Optisch sieht das „Pilotabschluss“ genannte Verhandlungsergebnis zunächst gut aus. 8,5% plus 3.000 Einmalzahlung sind eine Menge Geld in der aktuellen Situation. Clemens Fuest, der Chef des Institutes für Wirtschaftsforschung an der Universität München (ifo) bringt es auf den Punkt: „Die dauerhaften Lohnerhöhungen von gut vier Prozent pro Jahr werden keine Lohn-Preis-Spirale auslösen.“ Es sind also nur gut 4% pro Jahr dauerhaft! Und eine Lohn-Preis-Spirale gibt es sowieso nicht. Es handelt sich um eine Preis-Lohn-Spirale, wo die Löhne immer der Inflation hinterher hinken.
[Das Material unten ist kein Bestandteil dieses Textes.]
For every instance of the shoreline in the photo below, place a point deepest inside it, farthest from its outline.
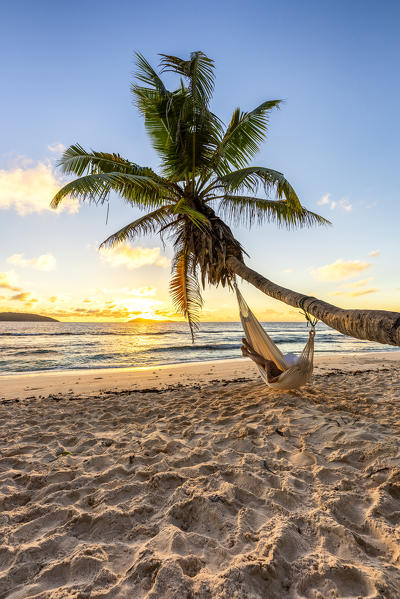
(42, 384)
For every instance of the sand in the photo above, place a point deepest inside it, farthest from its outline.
(199, 482)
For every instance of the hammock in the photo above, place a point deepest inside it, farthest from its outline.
(293, 376)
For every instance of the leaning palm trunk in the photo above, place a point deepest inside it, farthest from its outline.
(372, 325)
In der Stuttgarter Zeitung gibt deren Wirtschaftsredakteur Schiermeyer (19.11.22) in einem Kommentar zu, dass man mit diesem Abschluss die Inflation nicht ausgleichen könne! Zugleich wird gehetzt, die IG Metall habe das nur mit „brachialen Druck“ durchgesetzt. Also: Entschlossener Kampf gegen den Reallohnabbau ist „brachialer Druck“? Ganz nebenbei ist das natürlich auch ein Kompliment an kämpfende Kolleg/innen!

Die Nachteile werden für viele erst im Laufe der Zeit spürbar werden. Tatsächlich ist die Inflation mit 10,4% deutlich höher als dieses Verhandlungsergebnis. Also auch der optisch gute Abschluss bedeutet Reallohnverlust. Beim Ende der Laufzeit spielen die Einmalzahlungen keine Rolle mehr, sodass der Tariflohn automatisch abgesenkt wird. Zudem gibt es keine legalen gewerkschaftlichen Kampfmöglichkeiten für 24 Monate, falls die Inflation explodiert. Das ist aber wahrscheinlich. So werden den Kolleg/innen mit einem Täuschungsmanöver für 24 Monate die Hände gebunden; es sei denn, sie sind zu spontanen Kampfaktionen für einen Lohnnachschlag bereit.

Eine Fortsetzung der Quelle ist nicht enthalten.